High schoolers have at least another week left for AP testing, but for some in Essex the first week started out a little chilly, literally.
Taking tests are hard enough, but try adding the chill factor.
“I took one this morning, it was AP Calc, and I thought it was going to be a lot colder so I brought sweatshirts and sweatpants,” says senior Spencer Sochin.
Monday was the first day of AP testing at Essex High School.
Students took their exams at the Essex Junction Skating Facility. The school picked the rink because it’s on campus.
“Students do not have to worry about finding transportation to and from an outside venue,” says Principal Rob Reardon.
He thought everything was fine until he heard complaints.
“The heaters which were part of the ice rink itself unfortunately were not on and that caused the temperature to be cool, around 60,” says Reardon.

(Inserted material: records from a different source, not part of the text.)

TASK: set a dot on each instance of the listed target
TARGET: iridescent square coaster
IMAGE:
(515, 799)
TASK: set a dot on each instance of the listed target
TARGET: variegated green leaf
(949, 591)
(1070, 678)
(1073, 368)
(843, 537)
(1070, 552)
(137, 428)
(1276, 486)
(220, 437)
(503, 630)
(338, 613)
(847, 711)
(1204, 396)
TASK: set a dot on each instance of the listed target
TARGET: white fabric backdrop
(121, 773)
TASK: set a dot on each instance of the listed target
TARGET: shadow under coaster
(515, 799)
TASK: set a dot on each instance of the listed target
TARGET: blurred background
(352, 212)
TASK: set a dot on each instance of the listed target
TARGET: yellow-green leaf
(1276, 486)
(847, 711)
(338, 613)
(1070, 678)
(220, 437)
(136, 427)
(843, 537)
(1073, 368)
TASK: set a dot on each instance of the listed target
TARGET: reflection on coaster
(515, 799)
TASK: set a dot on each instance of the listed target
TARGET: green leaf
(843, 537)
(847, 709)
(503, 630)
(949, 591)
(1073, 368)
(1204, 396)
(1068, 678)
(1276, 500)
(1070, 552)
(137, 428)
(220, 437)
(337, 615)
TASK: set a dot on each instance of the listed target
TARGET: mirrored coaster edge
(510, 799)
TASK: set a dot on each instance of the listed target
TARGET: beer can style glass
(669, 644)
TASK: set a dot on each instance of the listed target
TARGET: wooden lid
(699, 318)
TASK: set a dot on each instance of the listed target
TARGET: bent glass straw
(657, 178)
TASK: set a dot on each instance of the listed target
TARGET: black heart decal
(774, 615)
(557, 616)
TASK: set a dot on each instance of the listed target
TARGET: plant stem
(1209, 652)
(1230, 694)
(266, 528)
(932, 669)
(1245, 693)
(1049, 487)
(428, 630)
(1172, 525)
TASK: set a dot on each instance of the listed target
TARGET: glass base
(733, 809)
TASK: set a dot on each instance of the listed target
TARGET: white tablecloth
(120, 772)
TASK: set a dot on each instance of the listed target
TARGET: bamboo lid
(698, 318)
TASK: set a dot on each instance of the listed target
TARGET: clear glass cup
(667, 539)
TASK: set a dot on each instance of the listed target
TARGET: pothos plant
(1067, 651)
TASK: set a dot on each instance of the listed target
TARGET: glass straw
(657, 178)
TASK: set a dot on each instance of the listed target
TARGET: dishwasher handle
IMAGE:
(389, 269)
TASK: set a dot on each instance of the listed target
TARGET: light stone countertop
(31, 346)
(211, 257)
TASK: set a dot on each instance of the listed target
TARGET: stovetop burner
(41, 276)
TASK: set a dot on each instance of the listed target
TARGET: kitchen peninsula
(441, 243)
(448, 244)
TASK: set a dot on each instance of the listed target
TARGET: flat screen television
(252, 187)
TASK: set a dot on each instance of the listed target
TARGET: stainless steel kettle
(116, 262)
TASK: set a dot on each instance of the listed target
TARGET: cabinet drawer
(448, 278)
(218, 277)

The Vermont-NEA says testing in a hockey rink is “not ideal” for students. The association points to studies that recommends students test in an environment that’s between 68-72 degrees.
Students were quick to notice the temperature and told their parents and some of them took to Facebook.
“I said how did the exam go and he told me it was really cold and we sort of had an idea it might be cold because it was in the skating rink,”says Essex High parent, Michele Mercier.
Principal Reardon says he took notice. After Monday, the heaters were activated and the rink reached 68 degrees.
Students say they were glad to not have to layer up.
“It warmed up and it was 60-something degrees, so it really didn’t have much of an effect on me,” says student Spencer Sochin.
“Unfortunately we didn’t get the temperature where we needed to first thing Monday morning,” says Principal Reardon.
Some parents don’t quite know how the chilly start might impact their kids results. There is one more week of testing and the results won’t be back for a while.
“It’s hard to know and they’re really hard exams to begin with, so as much as we can do to make it a more focused environment would be great,” says Mercier.
Principal Reardon says the College Board also has strict rules on how close students can be while taking the test. He says that rules out many classrooms and school spaces.